Tuesday, December 23, 2008

Impossible task for UN in DR Congo

Impossible task for UN in DR Congo


Congolese army soldiers stand next to a UN Peacekeepers vehicle on the outskirts of Goma
Creating a robust force from the disparate elements of the UN contingent is not proving easy

By David Loyn
International development correspondent, BBC News

The UN peacekeeping force in the Democratic Republic of Congo is already the largest, most expensive and most muscular of its kind anywhere in the world, but its troops have been unable or unwilling to prevent civilians from being killed in the worsening conflict.

It was sent under the UN's strongest possible mandate - Chapter Seven - giving the soldiers in it the right to use "all necessary means" - that is, lethal force, to impose their will.

The call for 3,000 extra troops, made by the UN Secretary General Ban-Ki Moon, comes six weeks after an urgent appeal for that number of troops came from the civilian head of the mission on the ground, Alan Doss.

During that time security became far worse.

Several thousand people have been forced from their homes and from resettlement camps, and many have been killed, including at least 26 earlier this month in Kiwanja.

This incident was called a war crime by UN observers, and yet it happened virtually within sight of a UN military base.

Civilian protection

The force is drawn from 18 nations.

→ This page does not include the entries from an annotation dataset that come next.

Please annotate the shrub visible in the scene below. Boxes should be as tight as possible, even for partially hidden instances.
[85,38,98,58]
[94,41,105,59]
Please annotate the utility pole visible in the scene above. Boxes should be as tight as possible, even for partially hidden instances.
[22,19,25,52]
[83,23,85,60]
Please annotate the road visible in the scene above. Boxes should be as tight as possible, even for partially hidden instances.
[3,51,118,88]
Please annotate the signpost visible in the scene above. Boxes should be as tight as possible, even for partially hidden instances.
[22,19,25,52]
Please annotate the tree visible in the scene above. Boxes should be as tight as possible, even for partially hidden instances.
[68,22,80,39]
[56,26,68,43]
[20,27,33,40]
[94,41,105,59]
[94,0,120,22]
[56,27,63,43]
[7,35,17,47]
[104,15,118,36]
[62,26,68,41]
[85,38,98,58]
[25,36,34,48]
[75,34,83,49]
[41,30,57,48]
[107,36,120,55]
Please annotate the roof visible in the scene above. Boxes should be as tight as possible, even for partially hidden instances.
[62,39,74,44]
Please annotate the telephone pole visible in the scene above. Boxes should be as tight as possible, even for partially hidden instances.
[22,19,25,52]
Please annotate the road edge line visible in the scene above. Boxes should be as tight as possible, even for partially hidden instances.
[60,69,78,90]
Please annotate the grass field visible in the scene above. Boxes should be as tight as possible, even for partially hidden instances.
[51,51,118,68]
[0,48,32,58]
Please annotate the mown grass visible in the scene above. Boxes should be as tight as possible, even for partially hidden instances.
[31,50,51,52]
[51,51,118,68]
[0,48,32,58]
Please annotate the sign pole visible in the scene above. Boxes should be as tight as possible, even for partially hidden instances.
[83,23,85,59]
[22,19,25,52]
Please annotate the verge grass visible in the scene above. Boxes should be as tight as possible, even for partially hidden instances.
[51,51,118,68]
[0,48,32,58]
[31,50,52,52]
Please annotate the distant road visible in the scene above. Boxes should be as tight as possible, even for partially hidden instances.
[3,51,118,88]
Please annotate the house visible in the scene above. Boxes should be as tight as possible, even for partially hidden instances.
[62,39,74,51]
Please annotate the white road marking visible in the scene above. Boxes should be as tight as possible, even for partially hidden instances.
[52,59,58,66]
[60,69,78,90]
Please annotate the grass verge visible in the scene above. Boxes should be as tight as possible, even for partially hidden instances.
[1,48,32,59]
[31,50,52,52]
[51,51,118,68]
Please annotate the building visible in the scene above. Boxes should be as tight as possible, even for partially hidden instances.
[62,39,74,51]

The largest contingent, more than 4,000 troops, comes from India, one of the more competent armies in the world.

India's South Asian neighbours - Bangladesh, Pakistan and Nepal - are the only other countries with more than 1,000 troops in the UN force.

FORCES AROUND GOMA
Renegate General Laurent Nkunda with rebel troops in the mountains of North Kivu
CNDP: Gen Nkunda's Tutsi rebels - 6,000 fighters
FDLR: Rwandan Hutus - 6,000-7,000
Mai Mai: pro-government militia - 3,500
Monuc: UN peacekeepers - 6,000 in North Kivu, including about 1,000 around Goma (17,000 nationwide)
DRC army - 90,000 (nationwide)
Source: UN, military experts

The contributions from other countries go down to six soldiers from Serbia.

Knitting this disparate group of nations into a force that is robust enough to deal with the challenges of DR Congo has proved a hard task.

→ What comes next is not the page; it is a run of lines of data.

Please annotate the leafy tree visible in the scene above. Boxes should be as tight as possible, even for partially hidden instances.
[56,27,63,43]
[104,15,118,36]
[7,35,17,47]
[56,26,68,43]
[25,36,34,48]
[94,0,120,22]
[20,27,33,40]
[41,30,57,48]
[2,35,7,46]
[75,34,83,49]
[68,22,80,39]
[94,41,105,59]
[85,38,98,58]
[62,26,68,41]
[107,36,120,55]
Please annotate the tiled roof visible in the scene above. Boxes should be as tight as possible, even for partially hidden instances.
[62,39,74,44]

Although the UN secretary general has belatedly responded to the request by his representative on the ground to send more, it is hard to see where extra forces would come from.

In August Mr Doss denied suggestions made in an Oxfam report that his forces were not making the protection of civilians their priority.

And he said that there was no inconsistency between this and the efforts of the force to bring an end to the fighting and persuade troops to lay down their arms.

The weakness of the force comes partly from its size - around 16,500 troops - outnumbered 1,000 to 1 by the civilian population in a huge region where roads are poor.

'Doomed to fail'

Opposing it are a bewildering array of rebel forces, driven by ethnic hatred and a desire for a share of the huge mineral wealth available in the region.

The largest rebel forces are much better motivated and equipped than government forces.

The failure of government forces was one of the factors that appears to have been behind the resignation of the Spanish commanding officer of the UN force.

General Vicente Diaz de Villegas pulled out after less than two months in the job just as the fighting intensified late last month.

He has not spoken publicly but sources quoted by a Rwandan newspaper which first reported his resignation say that he believed the UN military mission was ''doomed to fail''.

Supporters of the mission point to its successes until this year, and its successful defence of Goma, a prize that is clearly a target of the rebels.

But the wider aims of the mission, in disarming and re-integrating rebel forces into a joint defence force for the region have been sidelined as the war intensifies.